Freischlag left JHU in 2014 to become vice chancellor for human health sciences and dean of the UC Davis School of Medicine, replacing Claire Pomeroy. At UC Davis, she oversaw UC Davis Health System's academic, research, and clinical programs, including the Betty Irene Moore School of Nursing and UC Davis Medical Center. During the 2014–15 academic year, she was also elected to the National Academy of Medicine. Throughout her tenure, Freischlag increased the number of females enrolled in medical school and helped launch Prep Médico, an initiative to increase the number of Latinos physicians.
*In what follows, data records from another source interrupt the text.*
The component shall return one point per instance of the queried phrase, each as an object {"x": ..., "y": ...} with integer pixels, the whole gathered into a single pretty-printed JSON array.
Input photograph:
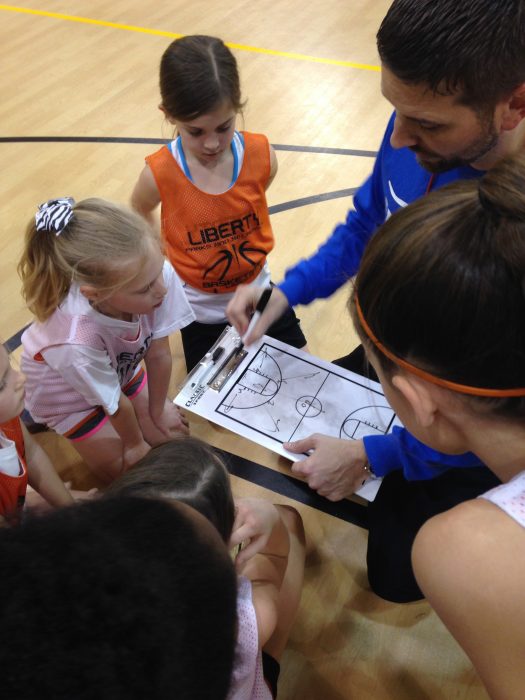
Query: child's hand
[
  {"x": 254, "y": 522},
  {"x": 172, "y": 422},
  {"x": 80, "y": 495},
  {"x": 132, "y": 454}
]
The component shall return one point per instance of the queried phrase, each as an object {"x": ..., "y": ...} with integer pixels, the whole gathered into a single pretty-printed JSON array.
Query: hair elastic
[
  {"x": 461, "y": 388},
  {"x": 54, "y": 215}
]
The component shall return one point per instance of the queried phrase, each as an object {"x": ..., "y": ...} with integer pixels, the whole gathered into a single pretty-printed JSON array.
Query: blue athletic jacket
[{"x": 397, "y": 179}]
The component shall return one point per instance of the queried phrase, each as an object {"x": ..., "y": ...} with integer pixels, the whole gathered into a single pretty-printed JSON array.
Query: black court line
[
  {"x": 349, "y": 511},
  {"x": 130, "y": 139}
]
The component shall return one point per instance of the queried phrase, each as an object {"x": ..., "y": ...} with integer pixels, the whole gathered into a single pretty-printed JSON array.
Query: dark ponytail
[{"x": 441, "y": 284}]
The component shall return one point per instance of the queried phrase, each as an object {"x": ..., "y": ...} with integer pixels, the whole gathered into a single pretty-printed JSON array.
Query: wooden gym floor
[{"x": 79, "y": 104}]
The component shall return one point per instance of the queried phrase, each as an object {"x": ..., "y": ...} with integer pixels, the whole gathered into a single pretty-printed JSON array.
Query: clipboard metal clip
[{"x": 218, "y": 365}]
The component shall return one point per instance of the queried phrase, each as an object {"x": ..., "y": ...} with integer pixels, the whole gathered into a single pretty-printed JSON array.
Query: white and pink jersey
[
  {"x": 247, "y": 678},
  {"x": 79, "y": 358},
  {"x": 510, "y": 497}
]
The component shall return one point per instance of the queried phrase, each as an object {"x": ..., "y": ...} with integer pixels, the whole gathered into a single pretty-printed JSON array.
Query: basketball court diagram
[{"x": 285, "y": 397}]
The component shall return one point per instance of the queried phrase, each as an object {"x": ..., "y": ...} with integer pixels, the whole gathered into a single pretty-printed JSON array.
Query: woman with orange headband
[{"x": 439, "y": 303}]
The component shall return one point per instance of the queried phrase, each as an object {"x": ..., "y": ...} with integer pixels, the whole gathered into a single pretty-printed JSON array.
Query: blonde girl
[
  {"x": 22, "y": 461},
  {"x": 211, "y": 182},
  {"x": 104, "y": 299}
]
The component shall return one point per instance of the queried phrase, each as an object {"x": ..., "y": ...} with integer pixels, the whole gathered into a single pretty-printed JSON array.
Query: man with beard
[{"x": 455, "y": 74}]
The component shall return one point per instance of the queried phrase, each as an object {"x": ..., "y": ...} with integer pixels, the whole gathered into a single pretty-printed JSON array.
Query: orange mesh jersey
[
  {"x": 216, "y": 241},
  {"x": 13, "y": 488}
]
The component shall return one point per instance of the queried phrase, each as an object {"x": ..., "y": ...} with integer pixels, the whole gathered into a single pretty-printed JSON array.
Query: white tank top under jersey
[
  {"x": 211, "y": 308},
  {"x": 9, "y": 462},
  {"x": 89, "y": 356},
  {"x": 510, "y": 497},
  {"x": 247, "y": 678}
]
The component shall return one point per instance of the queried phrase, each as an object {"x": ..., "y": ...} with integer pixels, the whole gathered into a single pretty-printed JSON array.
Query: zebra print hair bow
[{"x": 54, "y": 215}]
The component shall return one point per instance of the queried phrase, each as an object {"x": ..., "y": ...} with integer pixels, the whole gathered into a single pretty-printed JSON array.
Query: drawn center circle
[{"x": 308, "y": 406}]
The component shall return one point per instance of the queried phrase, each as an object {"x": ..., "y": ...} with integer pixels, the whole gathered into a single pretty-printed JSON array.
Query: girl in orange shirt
[{"x": 210, "y": 182}]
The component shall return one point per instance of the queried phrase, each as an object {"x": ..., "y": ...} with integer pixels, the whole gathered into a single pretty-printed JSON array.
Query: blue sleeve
[
  {"x": 401, "y": 450},
  {"x": 337, "y": 260}
]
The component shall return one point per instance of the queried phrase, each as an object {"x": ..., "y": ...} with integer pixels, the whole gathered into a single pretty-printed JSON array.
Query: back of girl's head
[
  {"x": 103, "y": 245},
  {"x": 188, "y": 470},
  {"x": 197, "y": 75},
  {"x": 116, "y": 599},
  {"x": 442, "y": 284}
]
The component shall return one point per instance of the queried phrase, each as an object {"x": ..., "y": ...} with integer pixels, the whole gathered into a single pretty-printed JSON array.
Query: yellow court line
[{"x": 173, "y": 35}]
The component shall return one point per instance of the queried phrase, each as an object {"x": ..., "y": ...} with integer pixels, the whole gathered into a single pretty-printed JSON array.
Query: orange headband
[{"x": 461, "y": 388}]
Freischlag's stay at UC Davis was short-lived, however, as she soon left to become the chief executive officer of the Wake Forest Baptist Medical Center. By May, she was also appointed Interim Dean of Wake Forest School of Medicine as a replacement for Edward Abraham. In recognition of her academic accomplishments, she was inducted into the Royal College of Surgeons of Edinburgh and named one of the Physician Leaders to Know by Becker's Hospital Review. During the COVID-19 pandemic in North America, Freischlag was named chief academic officer of Atrium Health, Inc., and appointed the president-elect of the American College of Surgeons.

In 2020, during the height of the COVID-19 pandemic, Freischlag announced 16 week furloughs and 20-30% pay cuts for Wake Forest Baptist Medical Center employees. Later that same year, Freischlag herself received a 40% increase in total compensation.

In 2022 while CEO of Wake Forest Baptist, Freischlag elected to fire the director of the Comprehensive Cancer Center without cause the day after award of a Cancer Center Support Grant in his name. Freischlag's actions were described as "at best very clumsy and at worst, deceptive" by cancer center historians. Freischlag's actions resulted in the entire external advisory board resigning in protest and the National Cancer Institutes truncating funding to Wake Forest Baptist Comprehensive Cancer Center.

==Personal life==
Freischlag is married to Phil Roethle, a retired financial executive. Freischlag has three children: Matthew, Paul, and Taylor.